The most galling thing of all is that it's been me that's made the effort to find out stuff. I made the effort to find out who could diagnose Aspergers, not the doctor. When I asked to go back to the Community Mental Health Team to see what they thought of it all, I was told they were rubbish - yet when that's perceived as my attitude I'm in the wrong! I was the one that engaged in a course of CBT that didn't work (CBT requires you develop awareness of your thinking in order to transcend and deconstruct it, but that's extremely difficult for precisely the reasons that require it in the first place), and consequently the GP then accuses me of not making the effort despite not knowing the first thing about it (I had a right go at him for that, as well). 

You have to play the game. You have to be seen to do the 'right thing'. Individual agents within all of this, be it Doctors or Work Psychologist or Job Life Coaches, however aren't interested in getting involved. They would rather fob you off to someone else. They each have their own notion of support that exists beyond them. They can't give you it directly so instead they assume it exists outside of them - go see your GP, speak to the JC, do whatever. The end result is you are sent back and forth, but no one can help, no one is interested. For all I know the CMHT may well be rubbish, but surely it's worth speaking to them? Nope, they are so rubbish that to question my GP on that is a waste of time; he's right, I'm not.

This would seem to be the Big Society in a microcosm; it all sounds great. Lots of people seem to want to help, but when it comes to the crunch it's just hollow. There's nothing there. That alone would be bad enough, yet it's exacerbated by the seeming need to blame that on you. It's as if it's your fault it's hollow: you are not making the effort. You are not doing what you should be. Yet no one wants to actually engage with you - instead it's your fault for not engaging with them.

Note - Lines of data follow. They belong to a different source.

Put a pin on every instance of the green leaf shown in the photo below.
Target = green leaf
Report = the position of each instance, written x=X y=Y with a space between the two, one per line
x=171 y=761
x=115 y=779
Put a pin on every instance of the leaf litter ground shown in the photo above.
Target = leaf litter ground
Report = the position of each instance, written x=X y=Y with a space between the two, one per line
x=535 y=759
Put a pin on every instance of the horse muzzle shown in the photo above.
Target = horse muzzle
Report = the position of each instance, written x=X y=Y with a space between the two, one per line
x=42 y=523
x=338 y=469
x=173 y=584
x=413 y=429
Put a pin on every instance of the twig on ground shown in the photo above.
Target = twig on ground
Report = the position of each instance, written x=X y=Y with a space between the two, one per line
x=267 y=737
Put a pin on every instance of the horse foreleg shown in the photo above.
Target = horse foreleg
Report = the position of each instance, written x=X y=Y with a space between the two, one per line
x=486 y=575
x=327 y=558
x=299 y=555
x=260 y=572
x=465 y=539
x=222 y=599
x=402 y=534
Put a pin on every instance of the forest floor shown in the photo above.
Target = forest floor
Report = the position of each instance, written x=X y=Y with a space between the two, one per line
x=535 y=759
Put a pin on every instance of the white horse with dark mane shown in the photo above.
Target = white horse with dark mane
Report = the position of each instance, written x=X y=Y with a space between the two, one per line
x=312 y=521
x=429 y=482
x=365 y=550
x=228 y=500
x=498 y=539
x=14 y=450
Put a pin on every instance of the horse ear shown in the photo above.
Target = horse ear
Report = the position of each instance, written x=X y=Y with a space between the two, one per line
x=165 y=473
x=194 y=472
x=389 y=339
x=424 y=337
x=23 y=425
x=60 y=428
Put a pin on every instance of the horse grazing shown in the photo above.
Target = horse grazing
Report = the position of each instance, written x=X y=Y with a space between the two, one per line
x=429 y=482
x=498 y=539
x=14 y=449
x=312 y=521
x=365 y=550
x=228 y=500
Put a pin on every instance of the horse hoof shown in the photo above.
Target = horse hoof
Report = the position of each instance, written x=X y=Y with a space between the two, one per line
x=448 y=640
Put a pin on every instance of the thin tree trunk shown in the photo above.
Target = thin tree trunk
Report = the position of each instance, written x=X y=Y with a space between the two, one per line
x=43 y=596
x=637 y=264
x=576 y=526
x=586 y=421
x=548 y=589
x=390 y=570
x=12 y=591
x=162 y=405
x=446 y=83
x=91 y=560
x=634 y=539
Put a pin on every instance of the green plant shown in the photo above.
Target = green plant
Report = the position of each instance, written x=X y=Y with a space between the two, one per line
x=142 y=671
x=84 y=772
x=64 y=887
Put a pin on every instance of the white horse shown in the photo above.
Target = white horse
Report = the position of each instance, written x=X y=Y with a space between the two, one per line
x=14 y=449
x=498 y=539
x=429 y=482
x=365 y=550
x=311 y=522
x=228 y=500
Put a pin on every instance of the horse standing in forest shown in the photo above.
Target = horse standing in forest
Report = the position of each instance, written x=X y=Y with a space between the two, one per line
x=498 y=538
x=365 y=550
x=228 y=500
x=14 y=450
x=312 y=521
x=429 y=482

So I won't be dealing with that GP anymore, though if I get sanctioned he will hear about it (and then some). After that letter previously I can't be bothered. Despite that letter saying that I need considerable support and despite it also seeming to say that I had failed to engage with the programme (I don't think my GP realises that has potentially real consequences, but that ignorance on his part is the problem), he still did nothing. I would never have seen that letter had I not asked him if they'd spoken to him. He wrote to them to ask what was being done to help me and that was his response. 

Again it affirms that, in his mind, I'm lazy. I would have gone and corrected him but he wouldn't have believed me so I decided not to bother. In the end it's down to me. Even though I have no power in this situation there is little point in pretending a diagnosis is going to mean a damn.